Soon after a progressive woman politician, Charity Ngilu, was appointed as the minister for health, the first order of business was to push a bill through to waive maternity fees for women unable to pay. Yet more than 20 million Kenyan women share a total of two mammograms and most deliver their babies on the floor.
The country’s health facilities are in shambles and political will to reform the health sector is faltering. Many backward policies that target women are still the norm in many parts of the country. For example, until a referendum changed the laws last year, female genital mutilation, polygamy, child marriage, wife sharing, widow cleansing and women forbidden from inheriting and/or owning land was legal.
The new charter at least got women out of hell and heading to Canaan. We have to continue to break the walls of discrimination and penetrate all spheres of leadership if we are to see continued change. With our sheer numbers alone, no mountain is too high to climb if we join hands.

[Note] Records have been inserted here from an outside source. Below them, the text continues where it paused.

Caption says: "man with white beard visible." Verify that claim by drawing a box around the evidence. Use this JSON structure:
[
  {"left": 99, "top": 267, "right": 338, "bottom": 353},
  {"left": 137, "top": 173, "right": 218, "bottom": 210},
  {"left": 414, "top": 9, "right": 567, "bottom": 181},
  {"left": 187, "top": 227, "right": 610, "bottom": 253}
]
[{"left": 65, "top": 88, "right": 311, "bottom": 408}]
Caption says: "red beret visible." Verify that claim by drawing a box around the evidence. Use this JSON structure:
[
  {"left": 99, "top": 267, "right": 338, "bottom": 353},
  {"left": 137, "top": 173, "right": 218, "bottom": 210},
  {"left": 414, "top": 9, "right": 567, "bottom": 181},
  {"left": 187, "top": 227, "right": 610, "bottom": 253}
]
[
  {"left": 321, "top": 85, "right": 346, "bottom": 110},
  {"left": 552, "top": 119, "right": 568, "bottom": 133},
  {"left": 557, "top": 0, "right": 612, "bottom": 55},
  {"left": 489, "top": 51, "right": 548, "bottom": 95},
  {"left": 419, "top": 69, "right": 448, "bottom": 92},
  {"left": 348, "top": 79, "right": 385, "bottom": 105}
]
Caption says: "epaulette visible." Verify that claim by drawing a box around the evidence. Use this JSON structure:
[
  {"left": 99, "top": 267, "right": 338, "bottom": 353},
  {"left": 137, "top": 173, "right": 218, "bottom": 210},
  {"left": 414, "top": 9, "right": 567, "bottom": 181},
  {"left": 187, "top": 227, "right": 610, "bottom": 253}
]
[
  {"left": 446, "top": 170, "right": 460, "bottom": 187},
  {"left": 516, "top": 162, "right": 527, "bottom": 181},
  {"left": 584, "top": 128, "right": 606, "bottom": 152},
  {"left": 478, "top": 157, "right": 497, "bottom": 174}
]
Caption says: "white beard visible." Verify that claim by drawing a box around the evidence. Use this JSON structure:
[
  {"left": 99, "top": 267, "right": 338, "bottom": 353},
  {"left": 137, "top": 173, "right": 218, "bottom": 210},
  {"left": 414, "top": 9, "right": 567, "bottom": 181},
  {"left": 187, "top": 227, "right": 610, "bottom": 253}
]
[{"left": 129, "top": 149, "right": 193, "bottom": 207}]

In spite of living through these horrible conditions, I managed to emerge as a spokesperson and community worker, educating on HIV/AIDS, talking to both men and women about sex and sexuality and the use of condoms. But it wasn’t until I got into active political participation that I truly knew that I had to speak out on laws that governed my country.
In 2005, I became an emerging voice on gender and governance issues when I was recruited to train for a United Nations funded program for women. The government that had been elected on a platform of reforms and zero tolerance of corruption had disappointed many Kenyans. And as women, my friends and I felt like we needed to take matters into our own hands.
As women, we had strength in numbers. But we needed to be strategic if we were to win elections both at local and national levels. After a year, I was asked to run in the 2007 election against a powerful incumbent who got caught up in a corruption scandal and was forced to step down. The whistleblower fled for his life. That year, 200 women ran for office and I became a leading candidate for a seat in Parliament in a constituency that had never had a woman as a representative. A feeling of excitement and change was everywhere. As polls about our growing power started to emerge, I was abducted and tortured, my hair ripped from my head and mixed with human waste before it was forced down my throat; my leg was broken, my neck dislodged; I was left for dead. In the hospital for weeks, I was no longer able to campaign. I lost the race.
Six months later, my only child was murdered. And justice seemed far away. To recover, I took comfort in words and wrote a book They Never Killed My Spirit But They Murdered My Only Child was written at a time when the world had shut its doors to happiness, love, peace, joy and laughter. I was going through the most difficult moment ever in life.
After I left Kenya, new elections gave way to more women parliamentarians. A new constitution now includes for all gender representation in the socio-economic and political arena; women are finally on a more level playing field. Just a few months ago parliament vetted eight incredible, intelligent and non- corrupt young Kenyans to head the judicial commission under a new constitution. Soon Kenya will have a new chief justice and a new attorney general and all judges will be vetted for competence and probity.
For the first time, before my eyes, even from afar, from the comfort of my Toronto apartment, the role of women is beginning to be recognized and the rule of progressive law respected. That is why in a few months, I will pack my suitcases and go back to Kenya. As a candidate, I was beaten; as a citizen, my son was killed. What they have not taken is my willingness to see what I have learned, observed and loved while in Canada, now reflected in a new Kenya that I want to be a part of.
Finally, Kenya is calling me. I have to go and serve my people. My crystal ball tells me the time is right for me. My son did not die for me not to try to change Kenya one more time!